Sexual Health of Young People in the South

New Report Underscores Challenges Faced by Young People in the South and Need for Sexual Health Education 

March 16, 2012 — On the heels of new report released today on the sexual health of young people in the South, G-CAPP is joining a diverse group of 20 organizations across the South to call for improved sexual health education. The report, “Sexual Health of Young People in the U.S. South: Challenges and Opportunities,” released by Auburn University at Montgomery’s Center for Demographic Research, provides a comprehensive view of teenage pregnancy and births, sexually transmitted diseases, and HIV/AIDS of 10 southern states, including Georgia, underscores the critical need for age appropriate, medically accurate sexual health education in the region. 

 

During the week of March 19, these organizations are mobilizing in communities throughout the region (Alabama, Georgia, Kentucky, Louisiana, Mississippi, North Carolina, South Carolina, Tennessee, Virginia, West Virginia) to raise awareness about poor sexual health in the South and advocate for change.  

 

Analyzing the South’s teenage birth rate, rates of sexually transmitted infections, and other key data, the report found that the Southern region ranks worse than any other region in sexual health. The teenage birth rate, for example, is highest in the U.S. South. Poor sexual health also comes with real public costs, noted the report’s authors.
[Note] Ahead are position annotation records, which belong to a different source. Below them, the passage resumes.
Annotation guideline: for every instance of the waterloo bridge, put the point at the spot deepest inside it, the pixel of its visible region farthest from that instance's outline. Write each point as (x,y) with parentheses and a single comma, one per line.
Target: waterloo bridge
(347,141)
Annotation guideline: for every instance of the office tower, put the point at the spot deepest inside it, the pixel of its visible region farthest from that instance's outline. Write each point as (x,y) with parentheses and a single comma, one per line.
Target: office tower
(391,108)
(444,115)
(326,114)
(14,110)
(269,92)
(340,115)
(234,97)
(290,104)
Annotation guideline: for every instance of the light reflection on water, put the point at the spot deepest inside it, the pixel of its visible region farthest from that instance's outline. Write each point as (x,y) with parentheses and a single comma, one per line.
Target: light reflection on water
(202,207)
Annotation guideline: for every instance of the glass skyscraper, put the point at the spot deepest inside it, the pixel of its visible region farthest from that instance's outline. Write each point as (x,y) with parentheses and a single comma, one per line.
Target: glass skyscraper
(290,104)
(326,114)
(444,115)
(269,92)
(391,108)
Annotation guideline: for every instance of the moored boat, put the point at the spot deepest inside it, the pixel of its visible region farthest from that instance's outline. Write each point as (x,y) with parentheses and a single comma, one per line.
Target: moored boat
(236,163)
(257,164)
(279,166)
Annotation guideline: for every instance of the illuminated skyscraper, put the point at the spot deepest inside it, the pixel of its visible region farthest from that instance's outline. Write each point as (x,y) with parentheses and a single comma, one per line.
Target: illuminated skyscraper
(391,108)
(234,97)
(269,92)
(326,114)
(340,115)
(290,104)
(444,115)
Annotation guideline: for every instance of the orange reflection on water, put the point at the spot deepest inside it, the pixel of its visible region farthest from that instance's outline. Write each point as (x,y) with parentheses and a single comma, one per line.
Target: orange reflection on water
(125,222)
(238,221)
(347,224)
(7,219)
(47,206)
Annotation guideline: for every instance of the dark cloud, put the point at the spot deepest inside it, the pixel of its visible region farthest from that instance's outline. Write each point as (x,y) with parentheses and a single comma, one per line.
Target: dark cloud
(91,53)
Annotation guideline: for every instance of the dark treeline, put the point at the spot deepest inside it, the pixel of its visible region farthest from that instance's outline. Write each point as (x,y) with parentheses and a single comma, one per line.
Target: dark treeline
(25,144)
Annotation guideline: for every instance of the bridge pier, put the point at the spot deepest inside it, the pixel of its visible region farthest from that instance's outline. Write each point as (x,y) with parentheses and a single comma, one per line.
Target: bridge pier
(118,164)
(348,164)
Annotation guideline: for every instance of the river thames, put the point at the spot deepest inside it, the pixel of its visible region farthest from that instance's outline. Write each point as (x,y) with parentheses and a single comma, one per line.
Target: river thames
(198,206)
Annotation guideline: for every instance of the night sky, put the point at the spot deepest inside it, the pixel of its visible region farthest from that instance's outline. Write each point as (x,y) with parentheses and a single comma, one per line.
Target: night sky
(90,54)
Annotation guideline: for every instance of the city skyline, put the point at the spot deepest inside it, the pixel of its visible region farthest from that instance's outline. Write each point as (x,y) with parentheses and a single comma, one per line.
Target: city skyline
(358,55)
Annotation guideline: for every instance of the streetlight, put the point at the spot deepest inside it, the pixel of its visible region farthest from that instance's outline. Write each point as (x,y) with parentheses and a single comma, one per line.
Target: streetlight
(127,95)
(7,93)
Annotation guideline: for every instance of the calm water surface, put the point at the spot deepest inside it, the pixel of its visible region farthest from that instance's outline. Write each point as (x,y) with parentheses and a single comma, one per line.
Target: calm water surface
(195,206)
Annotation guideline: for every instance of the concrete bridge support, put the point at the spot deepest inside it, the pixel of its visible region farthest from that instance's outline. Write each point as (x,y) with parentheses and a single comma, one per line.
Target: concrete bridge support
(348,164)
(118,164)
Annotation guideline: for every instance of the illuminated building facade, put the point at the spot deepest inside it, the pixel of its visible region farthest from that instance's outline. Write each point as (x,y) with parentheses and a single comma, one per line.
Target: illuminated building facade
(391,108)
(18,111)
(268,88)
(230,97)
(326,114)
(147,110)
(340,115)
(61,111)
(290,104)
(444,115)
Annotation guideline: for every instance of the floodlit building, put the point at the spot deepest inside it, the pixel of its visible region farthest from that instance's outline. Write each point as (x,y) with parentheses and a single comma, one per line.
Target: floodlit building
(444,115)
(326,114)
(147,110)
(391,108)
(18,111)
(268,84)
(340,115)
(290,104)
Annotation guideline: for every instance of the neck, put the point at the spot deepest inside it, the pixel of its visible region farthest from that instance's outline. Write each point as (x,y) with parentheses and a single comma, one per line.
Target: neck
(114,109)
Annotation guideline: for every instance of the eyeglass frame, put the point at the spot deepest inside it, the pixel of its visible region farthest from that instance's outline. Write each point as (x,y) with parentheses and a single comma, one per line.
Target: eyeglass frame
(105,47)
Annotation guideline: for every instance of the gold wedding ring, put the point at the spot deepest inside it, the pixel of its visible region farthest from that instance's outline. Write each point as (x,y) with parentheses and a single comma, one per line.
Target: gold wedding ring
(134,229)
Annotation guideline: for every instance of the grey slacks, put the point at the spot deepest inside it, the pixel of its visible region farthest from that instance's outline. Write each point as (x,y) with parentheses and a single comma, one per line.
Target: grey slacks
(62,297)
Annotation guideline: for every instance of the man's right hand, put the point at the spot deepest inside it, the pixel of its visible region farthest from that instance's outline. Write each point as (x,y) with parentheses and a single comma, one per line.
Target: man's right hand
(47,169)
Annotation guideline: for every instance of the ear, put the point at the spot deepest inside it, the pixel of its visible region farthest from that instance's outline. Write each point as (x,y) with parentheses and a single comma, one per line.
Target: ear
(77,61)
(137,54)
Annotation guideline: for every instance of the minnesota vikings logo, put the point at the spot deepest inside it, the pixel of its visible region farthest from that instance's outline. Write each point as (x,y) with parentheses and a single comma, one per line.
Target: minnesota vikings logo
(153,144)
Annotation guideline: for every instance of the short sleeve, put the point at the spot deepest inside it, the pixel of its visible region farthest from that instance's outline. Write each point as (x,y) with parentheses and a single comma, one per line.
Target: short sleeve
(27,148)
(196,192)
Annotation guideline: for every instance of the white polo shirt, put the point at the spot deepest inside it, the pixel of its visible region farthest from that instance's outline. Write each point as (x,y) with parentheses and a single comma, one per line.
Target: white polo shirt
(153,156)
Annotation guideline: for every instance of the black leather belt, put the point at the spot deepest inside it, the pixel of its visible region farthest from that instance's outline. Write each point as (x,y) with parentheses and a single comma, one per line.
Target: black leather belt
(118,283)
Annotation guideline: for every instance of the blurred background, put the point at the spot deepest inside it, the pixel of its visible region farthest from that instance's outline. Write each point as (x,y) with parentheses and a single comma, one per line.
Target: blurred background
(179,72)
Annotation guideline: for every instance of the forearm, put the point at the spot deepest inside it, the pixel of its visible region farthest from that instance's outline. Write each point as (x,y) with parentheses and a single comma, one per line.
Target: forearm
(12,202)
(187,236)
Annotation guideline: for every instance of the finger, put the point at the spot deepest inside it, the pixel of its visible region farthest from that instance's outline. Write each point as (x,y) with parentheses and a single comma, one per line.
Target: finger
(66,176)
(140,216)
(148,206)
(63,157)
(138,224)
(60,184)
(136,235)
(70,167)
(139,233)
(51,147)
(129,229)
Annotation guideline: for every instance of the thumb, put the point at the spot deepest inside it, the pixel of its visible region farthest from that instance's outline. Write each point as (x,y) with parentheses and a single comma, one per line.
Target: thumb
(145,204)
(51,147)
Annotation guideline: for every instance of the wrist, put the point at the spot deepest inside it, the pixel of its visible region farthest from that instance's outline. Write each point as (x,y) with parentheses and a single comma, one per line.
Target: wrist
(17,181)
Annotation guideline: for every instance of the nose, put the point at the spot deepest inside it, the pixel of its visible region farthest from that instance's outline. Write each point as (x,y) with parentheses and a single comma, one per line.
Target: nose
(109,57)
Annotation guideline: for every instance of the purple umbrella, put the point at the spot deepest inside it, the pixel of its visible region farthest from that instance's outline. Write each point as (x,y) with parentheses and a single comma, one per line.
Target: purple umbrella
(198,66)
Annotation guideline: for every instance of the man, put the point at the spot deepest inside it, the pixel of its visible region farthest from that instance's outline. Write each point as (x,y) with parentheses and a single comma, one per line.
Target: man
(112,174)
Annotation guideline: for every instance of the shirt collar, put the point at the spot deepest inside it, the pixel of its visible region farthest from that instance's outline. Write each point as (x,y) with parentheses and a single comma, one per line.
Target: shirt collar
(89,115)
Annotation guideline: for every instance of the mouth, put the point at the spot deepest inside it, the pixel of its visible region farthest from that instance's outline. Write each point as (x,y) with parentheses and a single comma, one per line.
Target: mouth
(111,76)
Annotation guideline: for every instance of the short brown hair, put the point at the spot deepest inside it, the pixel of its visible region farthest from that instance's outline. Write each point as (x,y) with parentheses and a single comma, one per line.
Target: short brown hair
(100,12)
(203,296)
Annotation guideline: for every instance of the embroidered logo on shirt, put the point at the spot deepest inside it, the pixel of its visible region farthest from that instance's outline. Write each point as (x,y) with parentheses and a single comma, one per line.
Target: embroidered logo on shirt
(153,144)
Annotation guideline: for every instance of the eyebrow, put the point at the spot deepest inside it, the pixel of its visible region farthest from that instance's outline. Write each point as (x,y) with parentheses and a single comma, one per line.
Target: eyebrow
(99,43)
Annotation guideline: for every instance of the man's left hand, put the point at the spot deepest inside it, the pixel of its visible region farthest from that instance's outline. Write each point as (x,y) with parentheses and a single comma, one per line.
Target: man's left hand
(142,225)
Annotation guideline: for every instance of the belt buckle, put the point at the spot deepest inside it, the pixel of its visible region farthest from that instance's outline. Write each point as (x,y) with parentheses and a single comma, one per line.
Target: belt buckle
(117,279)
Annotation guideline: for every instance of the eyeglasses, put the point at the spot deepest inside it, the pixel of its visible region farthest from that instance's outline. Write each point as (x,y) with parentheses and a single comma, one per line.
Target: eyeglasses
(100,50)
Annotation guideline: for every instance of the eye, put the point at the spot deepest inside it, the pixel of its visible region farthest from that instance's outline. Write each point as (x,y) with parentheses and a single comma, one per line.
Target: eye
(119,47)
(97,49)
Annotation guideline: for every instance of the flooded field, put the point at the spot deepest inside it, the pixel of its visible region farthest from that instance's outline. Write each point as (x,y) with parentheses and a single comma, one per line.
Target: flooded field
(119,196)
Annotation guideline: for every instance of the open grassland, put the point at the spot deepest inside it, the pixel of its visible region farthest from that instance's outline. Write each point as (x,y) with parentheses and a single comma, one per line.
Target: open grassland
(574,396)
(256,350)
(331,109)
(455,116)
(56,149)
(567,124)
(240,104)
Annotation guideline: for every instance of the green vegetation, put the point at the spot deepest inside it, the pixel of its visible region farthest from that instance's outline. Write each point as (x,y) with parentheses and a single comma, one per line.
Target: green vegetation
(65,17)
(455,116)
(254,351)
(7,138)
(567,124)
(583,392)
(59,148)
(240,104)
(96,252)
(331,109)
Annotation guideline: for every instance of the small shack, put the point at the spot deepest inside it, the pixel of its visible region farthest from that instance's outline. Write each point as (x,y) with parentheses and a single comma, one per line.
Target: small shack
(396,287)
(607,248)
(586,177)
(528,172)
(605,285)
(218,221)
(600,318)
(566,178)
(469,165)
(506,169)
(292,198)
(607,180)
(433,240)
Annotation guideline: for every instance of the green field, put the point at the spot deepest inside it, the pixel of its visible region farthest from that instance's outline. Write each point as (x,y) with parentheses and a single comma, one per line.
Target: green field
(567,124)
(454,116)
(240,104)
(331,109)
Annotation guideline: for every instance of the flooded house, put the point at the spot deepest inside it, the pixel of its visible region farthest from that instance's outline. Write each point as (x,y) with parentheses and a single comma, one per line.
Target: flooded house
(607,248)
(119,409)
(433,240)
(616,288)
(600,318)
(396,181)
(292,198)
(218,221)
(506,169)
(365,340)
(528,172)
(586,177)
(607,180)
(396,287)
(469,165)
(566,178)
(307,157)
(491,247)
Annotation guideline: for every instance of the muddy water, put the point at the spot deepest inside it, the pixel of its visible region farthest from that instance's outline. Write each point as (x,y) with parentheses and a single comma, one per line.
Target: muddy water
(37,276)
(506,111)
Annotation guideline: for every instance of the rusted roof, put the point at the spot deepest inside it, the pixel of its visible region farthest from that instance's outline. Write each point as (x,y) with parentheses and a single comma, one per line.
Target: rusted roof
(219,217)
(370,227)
For example, in 2008 alone, an estimated $2.3 billion from federal, state and local governments was spent on expenses related to teenage childbearing in 10 Southern states. According to the report, Georgia, which has seen a recent decline in teen births, still has one of the highest teen pregnancy and birth rates in the country, has extremely high rates of sexually transmitted diseases for teenage girls between 15 and 19, and has nearly double the national rate of new HIV cases. 

 

The report also highlights opportunities decision-makers have to improve the sexual health of teenagers in the U.S. South, including new federal grant programs for adolescent sexual health and teen pregnancy prevention, which provide funding for the implementation of evidence-based and evidence-informed programs that teach young people how to delay sexual activity and avoid risky sexual behaviors. Among other topics, these approaches include information about abstinence but also teach information on healthy relationships, contraception and sexually transmitted infections, including HIV/AIDS. The report also found that nearly 90 percent of people in the U.S. South favor the teaching of sex education (covering a range of topics) in public schools. 

 

The regional group advocating for improved sexual health education includes 20 organizations from across Alabama, Georgia, Kentucky, Louisiana, Mississippi, North Carolina, South Carolina, Tennessee, Virginia and West Virginia. These organizations have worked together since 2010 with support from the Ms. Foundation for Women. “Sexual Health of Young People in the U.S. South: Challenges and Opportunities,” by Auburn University at Montgomery’s Center for Demographic Research, focuses its analysis on these same 10 states.

 

Read the full report here.


Read the Georgia profile here.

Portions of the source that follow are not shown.